Robert Manz: 1946-2012:
Influential slot machine designer dies in accident
Courtesy of Rocket Gaming Systems
The designer of some of the most successful slot machine games in history — Blazing 7s and the Black and White slot series — has died in a traffic accident in Las Vegas.
Robert Phillip Manz, who had a 23-year career with the predecessor companies of Bally Technologies and served as president of Las Vegas-based Rocket Gaming Systems, leading it from a small start-up operation to one of the leaders in the production of a class of casino games used extensively in tribal casinos, reportedly suffered a medical emergency while driving Saturday and lost control of his vehicle. He was 65.
“People in the industry would come into our office and just want to shake his hand,” said Ron Harris, CEO of Rocket Gaming Systems, who credited Manz for turning his company into a billion-dollar operation in four years. “He hated the spotlight and didn’t like accolades. When I would introduce him as the person responsible for making our company what it is, he would interrupt me and correct me and say it was the result of the efforts of the team.”
Manz was instrumental in the development of Rocket’s Gold Series of slot machine games used in several tribal casinos nationwide. The devices are in a class known as video lottery terminals, which are designed to meet legal requirements specifically related to tribal gaming and are connected to a central computer that determines the outcome of each wager — unlike Las Vegas-style slot machines, which generally are operated with random number generators in individual machines.
But Manz was best known for his development of Blazing 7s and its subsequent variations, a design that has continued to be a casino floor favorite since its introduction in 1987.
“He had a knack for knowing what players like to play as well as what casinos wanted,” said Terry Daly, vice president of game design at Rocket.
Manz used a simple concept — the knowledge that players like to see several winning “7” combinations. He also teased players with near-wins when spins would produce 7-7-blank on the screen.

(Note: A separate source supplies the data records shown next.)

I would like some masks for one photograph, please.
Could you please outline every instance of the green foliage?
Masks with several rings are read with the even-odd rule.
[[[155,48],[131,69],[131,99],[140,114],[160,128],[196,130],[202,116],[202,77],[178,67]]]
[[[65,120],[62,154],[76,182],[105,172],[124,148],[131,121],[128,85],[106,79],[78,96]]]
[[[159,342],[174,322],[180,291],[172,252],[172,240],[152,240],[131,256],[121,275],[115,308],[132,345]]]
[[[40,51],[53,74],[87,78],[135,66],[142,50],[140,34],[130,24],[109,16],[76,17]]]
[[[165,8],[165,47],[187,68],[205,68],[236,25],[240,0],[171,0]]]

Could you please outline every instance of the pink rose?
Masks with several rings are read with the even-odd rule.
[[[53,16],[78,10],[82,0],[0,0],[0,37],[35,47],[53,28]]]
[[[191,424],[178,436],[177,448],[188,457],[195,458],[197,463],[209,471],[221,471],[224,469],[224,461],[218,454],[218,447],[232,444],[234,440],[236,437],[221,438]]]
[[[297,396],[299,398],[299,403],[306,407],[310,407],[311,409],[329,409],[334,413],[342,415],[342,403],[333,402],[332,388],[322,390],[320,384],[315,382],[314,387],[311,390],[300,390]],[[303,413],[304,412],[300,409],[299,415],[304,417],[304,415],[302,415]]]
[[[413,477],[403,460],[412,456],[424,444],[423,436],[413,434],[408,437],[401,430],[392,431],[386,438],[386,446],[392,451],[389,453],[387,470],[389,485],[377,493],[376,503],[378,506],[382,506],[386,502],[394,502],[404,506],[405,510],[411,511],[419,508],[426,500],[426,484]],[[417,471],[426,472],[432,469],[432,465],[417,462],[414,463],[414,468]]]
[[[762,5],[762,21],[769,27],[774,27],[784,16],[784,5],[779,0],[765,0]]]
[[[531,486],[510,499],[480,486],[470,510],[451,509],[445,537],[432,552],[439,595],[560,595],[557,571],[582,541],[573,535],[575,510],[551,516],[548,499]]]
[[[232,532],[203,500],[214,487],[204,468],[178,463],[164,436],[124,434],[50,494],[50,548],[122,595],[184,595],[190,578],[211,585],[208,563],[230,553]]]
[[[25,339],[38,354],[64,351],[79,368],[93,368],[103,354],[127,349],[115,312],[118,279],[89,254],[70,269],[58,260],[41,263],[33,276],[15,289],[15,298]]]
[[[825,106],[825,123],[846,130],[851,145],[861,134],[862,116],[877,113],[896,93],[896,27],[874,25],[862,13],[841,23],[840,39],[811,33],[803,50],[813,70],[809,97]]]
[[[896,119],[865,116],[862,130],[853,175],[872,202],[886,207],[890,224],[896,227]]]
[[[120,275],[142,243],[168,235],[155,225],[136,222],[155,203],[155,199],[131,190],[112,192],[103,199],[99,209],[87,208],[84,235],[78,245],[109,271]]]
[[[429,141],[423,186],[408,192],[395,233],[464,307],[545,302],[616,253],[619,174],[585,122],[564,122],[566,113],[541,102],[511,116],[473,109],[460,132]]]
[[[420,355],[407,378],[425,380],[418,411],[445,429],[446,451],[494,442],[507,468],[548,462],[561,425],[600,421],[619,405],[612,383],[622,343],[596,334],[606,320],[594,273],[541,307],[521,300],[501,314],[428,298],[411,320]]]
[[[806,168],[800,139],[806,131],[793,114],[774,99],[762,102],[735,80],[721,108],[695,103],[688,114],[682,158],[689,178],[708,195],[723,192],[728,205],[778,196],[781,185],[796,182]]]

Manz designed the 7s on the reels with flames to designate it as a “hot slot.”
But the most popular concept was the generous payout and bunching several of the machines together on a casino floor. While the hit frequency was roughly one jackpot in every 4,096 plays, casinos would place 10 Blazing 7s machines together. At an average 10 plays a minute, players could expect to see a jackpot every half hour with the top winning combination paying 1,000 coins — $1,000 on dollar machines and $250 on quarters.
Longtime friend and game-designer colleague Charlie Lombardo said Manz was successful because he pioneered the concept of allowing a game’s entertainment value to be the driving force in a design.
“He had a gambler’s mentality,” Lombardo said. “He believed if you take care of the player and give him value, he would eventually give you his money. He firmly believed that you had to let the player win once in a while and that it was OK to let them go home with money in their pockets.”
Lombardo, who met Manz when they were part of the team rebuilding the MGM Grand casino — now Bally’s — after a tragic fire in 1980 that killed 87 people, said he never thought Blazing 7s would catch on with the public.
“When Bobby introduced the game and it was in its raw stages, he called it Blazing 7s and he had a bunch of story boards to explain it,” Lombardo said. “I was the only one who said the game would never make it. I told him, ‘You’re wasting your time.’ After it became such a big success, we always got a laugh out of that.”
Manz was an avid hunter, fisherman and golfer. His industry travels took him to all 50 states and nearly every continent.
He began his slot-designing career with Bally Manufacturing in Chicago in 1970 and moved to Las Vegas in 1983.
Manz retired from Bally and met Harris at an industry trade show, where he matter-of-factly told the Rocket CEO he needed his help. Harris concurred and hired him as his company’s president. In 2006, Manz stepped down from the executive position but continued to design games for the company, spending his latter years mentoring young game-development talent.
“He was always listening and innovating and letting people take a chance,” Harris said. “He would always say, ‘Let’s try it,’ and provide the opportunity.”
Manz is survived by a brother living in Las Vegas and a sister in Chicago.
A visitation is scheduled from noon to 4 p.m. Saturday, with a funeral service to follow at the chapel at the Davis Funeral Home and Memorial Park, 6200 S. Eastern Ave. Interment will be at 10:40 a.m. Monday at Southern Nevada Veterans Memorial Cemetery in Boulder City.